We will also remove Track ID from our dataset as the ID is randomly generated data. Additionally, track name, artist name and album name will be removed as well. These three category are too diverse and will be hard to generalize, even if they provide very useful information. 

We will also drop the track key, as it will present too many dimension for our model to handle.

In [None]:
# Drop the track_id column
tracks.drop('track_id', axis=1, inplace=True)

# Drop the track_name, artists, album_name columns
tracks.drop(['track_name', 'artists', 'album_name'], axis=1, inplace=True)

# Drop the key column
tracks.drop('key', axis=1, inplace=True)

Next, we will discretize both loudness, tempo and duration_ms into 10 bins each. The exact value of these columns are not important, but their rough bins will help better inform the model.
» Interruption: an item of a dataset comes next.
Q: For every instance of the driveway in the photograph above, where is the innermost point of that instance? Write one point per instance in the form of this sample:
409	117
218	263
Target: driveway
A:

We will also normalise the popularity columns, as they are on a different scale from the rest of the data.

In [None]:
# Discretize the loudness column into 10 bins, normalised within 0 and 1
tracks['loudness'] = pd.cut(tracks['loudness'], 10, labels=False)
tracks['loudness'] = MinMaxScaler().fit_transform(tracks[['loudness']])

# Discretize the tempo column into 10 bins, normalised within 0 and 1
tracks['tempo'] = pd.cut(tracks['tempo'], 10, labels=False)
tracks['tempo'] = MinMaxScaler().fit_transform(tracks[['tempo']])

# Normalise the duration_ms column through the use of log transformation, then normalise within 0 and 1
tracks['duration_ms'] = np.log(tracks['duration_ms'])
tracks['duration_ms'] = MinMaxScaler().fit_transform(tracks[['duration_ms']])

# Normalise the popularity column through MinMaxScaler
tracks['popularity'] = MinMaxScaler().fit_transform(tracks[['popularity']])

# Normalise the time_signature column through MinMaxScaler
tracks['time_signature'] = MinMaxScaler().fit_transform(tracks[['time_signature']])

# Describe the dataset
tracks.describe()

Next, we make sure each of the genres has 500 sample exactly.

In [None]:
# Drop individual rows until the number of tracks per genre is equal
tracks = tracks.groupby('track_genre').apply(lambda x: x.sample(tracks.track_genre.value_counts().min(), random_state=42).reset_index(drop=True))
tracks.track_genre.value_counts()

Then, we output the data into a csv file for possible reference.

In [None]:
tracks.to_csv('csvs/clean_data.csv',index=False)

## Data Modelling <a class="anchor" id="data-modelling"></a>

We split the data into training and test set, with 80% of the data going into training and 20% going into test.

In [None]:
X = tracks.drop('track_genre', axis=1)
y = tracks['track_genre']

X_train, X_test, y_train, y_test = train_test_split(X, y, test_size=0.2, random_state=42)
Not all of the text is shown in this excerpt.